Stitching with my eyes closed 

Some of you will know that I have been participating in the #365handstitch2017 challenge where people are asked to stitch a minimum of a thread a day for a year. I thought it was time to show you the progress so far.

The ‘front’ of the piece 

As you can see I’ve already added several pieces of cloth together and am working on melding them together.  I made the decision up front to ‘stitch with my eyes closed’, (a process I have been using since I first started this blog). Working this way has meant that I do not visually self-censor. This choice has removed from me the necessity of neatness. I also find the process of leaving the decision about which thread and which stitch to use, until the moment I pick up the work, really freeing.  

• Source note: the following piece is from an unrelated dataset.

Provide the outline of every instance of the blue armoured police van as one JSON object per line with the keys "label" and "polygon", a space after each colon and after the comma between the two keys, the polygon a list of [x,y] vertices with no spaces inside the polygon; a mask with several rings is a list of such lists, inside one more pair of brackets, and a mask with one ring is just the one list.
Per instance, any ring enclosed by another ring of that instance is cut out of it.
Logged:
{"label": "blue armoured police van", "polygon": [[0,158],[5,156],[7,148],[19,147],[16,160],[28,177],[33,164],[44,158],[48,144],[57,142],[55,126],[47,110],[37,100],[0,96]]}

Other people online have asked some very pertinent questions about the direction the work is taking. This has made me think about a number of issues, in particular whether I have a specific end in sight – no; and how much bigger the piece might become. 

So I have decided that the current size is where I will leave it (at present). The obvious question of what to do when I run out of space to stitch, was equally quickly answered -work on ‘the back’. I have started this process and not looking while I stitch has helped a lot. It is so hard not to be precious with my work.

The ‘back’, with two new areas of work in cretan stitch and herringbone stitch.

You can see from the photo above that the reverse side of the stitches predominantly resembles small running stitches. That’s why I’m currently adding some strongly coloured lines of stitching. You can see from the following photos that the reverse of even strong colours is not very intrusive. 

Blue herringbone stitch is quite strong when looking at the face of the stitch

The reverse of the stitch is quite unobtrusive

The ongoing challenge will be to stick with the process. It may be difficult to ‘spoil’ this work, but working against an established aesthetic is hard.